Mitter and Beverley, JJ.
1. In this case the record was sent for in order to ascertain whether the conviction and sentence under Section 353, as well as that under Section 147 of the Indian Penal Code can be sustained.
2. It is contended before us that, inasmuch as by its definition in Section 146 of the Indian Penal Code the offence of rioting involves the use of force or violence, the accused cannot be separately convicted and sentenced for the use of the same force under Section 353.
3. The facts, as found by both the lower Courts, are that one Ramdoyal Dey, a Civil Court peon, accompanied by Abbas Mirdha and Lal Mahmood, went to arrest one Kashi Chandra Bhattacharjee; that the process was resisted by the accused, and that both the peon and Abbas Mirdah were assaulted in the struggle that ensued.
4. The four accused were convicted under Sections 147 and 353 of the Indian Penal Code, and sentenced to a separate punishment under each section. Soshi Bhusan Bhattacharjee has also been convicted and sentenced under Section 324 of the Indian Penal Code, for the assault committed on Abbas.
5. It having been found by the lower Courts that force was used both to the peon and also to Abbas, it seems clear that the force used to either by any member of the unlawful assembly would suffice to constitute the offence of rioting. It follows that the offence of rioting was completed by the assault on Abbas, and that the assault on the peon was a further offence under the first sub-section of Section 235 of the Code of Criminal Procedure.
6. But the matter has been argued before us on the assumption that it was the force used towards the peon that constituted or completed the offence of rioting, and that the accused cannot fairly be convicted and sentenced under another section for the use of the same force.

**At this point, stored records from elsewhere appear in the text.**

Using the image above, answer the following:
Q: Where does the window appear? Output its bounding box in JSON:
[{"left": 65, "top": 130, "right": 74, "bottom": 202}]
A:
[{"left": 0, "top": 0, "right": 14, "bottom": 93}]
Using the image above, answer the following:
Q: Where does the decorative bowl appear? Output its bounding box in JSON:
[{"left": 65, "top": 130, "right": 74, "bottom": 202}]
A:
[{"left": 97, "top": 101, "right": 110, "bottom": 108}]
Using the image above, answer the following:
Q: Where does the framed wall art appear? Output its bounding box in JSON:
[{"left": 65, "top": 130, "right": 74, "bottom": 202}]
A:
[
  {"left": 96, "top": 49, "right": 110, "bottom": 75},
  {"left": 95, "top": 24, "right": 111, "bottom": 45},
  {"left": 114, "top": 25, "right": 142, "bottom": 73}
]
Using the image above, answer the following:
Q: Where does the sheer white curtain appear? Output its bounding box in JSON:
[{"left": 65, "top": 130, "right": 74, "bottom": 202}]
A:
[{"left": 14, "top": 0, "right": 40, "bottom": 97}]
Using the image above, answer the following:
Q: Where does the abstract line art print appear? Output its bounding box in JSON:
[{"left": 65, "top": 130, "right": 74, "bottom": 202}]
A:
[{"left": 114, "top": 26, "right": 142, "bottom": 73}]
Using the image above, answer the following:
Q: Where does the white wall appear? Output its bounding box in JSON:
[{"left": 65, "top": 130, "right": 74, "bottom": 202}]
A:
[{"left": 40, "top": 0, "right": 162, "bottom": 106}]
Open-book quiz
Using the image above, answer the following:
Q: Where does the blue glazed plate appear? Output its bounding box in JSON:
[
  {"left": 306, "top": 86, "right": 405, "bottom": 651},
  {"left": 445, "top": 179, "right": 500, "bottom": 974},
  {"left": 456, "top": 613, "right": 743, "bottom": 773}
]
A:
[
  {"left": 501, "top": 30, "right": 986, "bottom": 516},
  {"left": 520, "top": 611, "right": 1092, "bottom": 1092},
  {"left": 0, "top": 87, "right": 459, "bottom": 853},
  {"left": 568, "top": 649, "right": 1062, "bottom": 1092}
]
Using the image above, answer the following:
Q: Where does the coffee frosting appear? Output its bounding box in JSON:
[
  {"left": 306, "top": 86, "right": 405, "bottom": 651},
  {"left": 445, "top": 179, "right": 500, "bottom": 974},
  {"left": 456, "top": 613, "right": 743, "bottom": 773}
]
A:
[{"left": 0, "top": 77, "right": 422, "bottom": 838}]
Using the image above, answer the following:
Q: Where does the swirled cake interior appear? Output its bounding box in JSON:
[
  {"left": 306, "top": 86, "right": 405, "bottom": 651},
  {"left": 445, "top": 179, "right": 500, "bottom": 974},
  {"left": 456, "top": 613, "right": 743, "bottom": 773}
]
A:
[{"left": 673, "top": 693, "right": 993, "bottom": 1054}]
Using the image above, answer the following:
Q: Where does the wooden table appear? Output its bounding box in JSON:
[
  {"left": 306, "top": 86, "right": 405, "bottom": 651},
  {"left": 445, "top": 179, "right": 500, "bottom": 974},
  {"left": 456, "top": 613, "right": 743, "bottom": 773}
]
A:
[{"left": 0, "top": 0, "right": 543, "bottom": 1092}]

7. We think that this view of the law is wrong, and that even if Abbas had not been assaulted, the conviction and sentences passed for the assault on the peon were legal and must be upheld. Sub-section 3 of the section in question (235 of the Code of Criminal Procedure) runs as follows: 'If several acts, of which one or more than one would by itself or themselves constitute an offence, constitute when combined a different offence, the person accused of them may be charged with and tried at one trial for the offence constituted by such acts when combined, or for any offence constituted by any one or more of such acts.'
8. In the present case we have acts separately constituting offences under Sections 143 and 353 of the Indian Penal Code, and when combined constituting an offence under Section 147 of the Indian Penal Code. Under the sub-section quoted, therefore, the accused might be charged with and tried at one trial for the offence under Section 147, for that under Section 143, or for that under Section 353. It follows that they might also be separately convicted and sentenced for each offence.
9. Section 235, however, goes on to say that 'nothing in this section shall affect the Indian Penal Code, Section 71 ;' and turning to that section as amended by Act VIII of 1882, we find it laid down that in cases (such as that before us) falling under Sub-section (3) of Section 235 of the Code of Criminal Procedure, 'the offender shall not be punished with a more severe punishment than the Court which tries him could award for any one of such offences.'
10. Now the aggregate punishment actually awarded under Sections 147 and 353 of the Indian Penal Code is eight months' imprisonment only, whereas the Deputy Magistrate might have awarded two years' imprisonment under Section 147 alone.
11. There is, therefore, nothing illegal in the sentences passed.